Question

1.   If x = 2/3 and x = - 3 are the zeroes of the polynomial
  P(x) = A x2 + 7x + B then find the values of    A and B​

Answer 1

Given :

• $\longrightarrow \sf x = (-3) \: and \dfrac{2}{3} \: are \: zeroes \: of \: the \: polynomial \: p(x)$

• p(x) = Ax² + 7x + B

Aim :

• To find the values of A and B respectively.

Answer :

Factor Theorem :

According to the Factor Theorem, For any polynomial p(x), if p(a) = 0, then (x-a) is a factor of the polynomial.

Solution :

By using factor theorem, let us find the values respectively.

p(x) = Ax² + 7x + B

p(-3) :

⇒ A(-3)² + 7(-3) + B = 0

⇒ 9A - 21 + B = 0

$\sf p\bigg(\dfrac{2}{3}\bigg) :$

$\implies \sf A\bigg(\dfrac{2}{3} \bigg)^2 + 7\bigg(\dfrac{2}{3} \bigg) + B = 0$

$\implies \sf \dfrac{4A}{9}+ \dfrac{14}{3} + B = 0$

LCM of 9,3,1 = 9

$\implies \sf \dfrac{4A}{9} + \dfrac{14\times3}{3\times3} + \dfrac{B\times9}{1\times9} = 0$

$\implies \sf \cfrac{4A}{9} + \dfrac{42}{9} + \dfrac{B}{9} = 0$

Adding,

$\implies \sf \dfrac{4A + 42 + B}{9} = 0$

$\implies \sf 4A + 42 + B = 0\times 9 \rightarrow 0$

Since both the equations result in zero, we can equate both the equations.

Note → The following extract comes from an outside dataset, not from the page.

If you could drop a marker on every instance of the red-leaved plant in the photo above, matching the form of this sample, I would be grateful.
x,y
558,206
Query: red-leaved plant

⇒ 9A - 21 + B = 4A + 42 + B

Transposing all the constants to one side and variables to the other,

⇒ 9A + B - 4A - B = 28 + 42

⇒ 5A = 70

Transposing 5 to the other side,

$\implies \sf A = \dfrac{70}{5} \rightarrow 14$

Hence the value of A = 14

By substituting the value of A as 14 in one of the equations, let us find the value of B.

⇒ 4A + 42 + B = 0

⇒ 4(14) + 42 + B = 0

⇒ 56 + 42 + B = 0

⇒ 98 + B = 0

⇒ B = (-98)

Therefore, the Value of A and B respectively are 14 and (-98)

More to Know :

Remainder Theorem :

The remainder theorem states that, for a polynomial f(x), and divisor g(x) = (x-b), p(b) yields the remainder.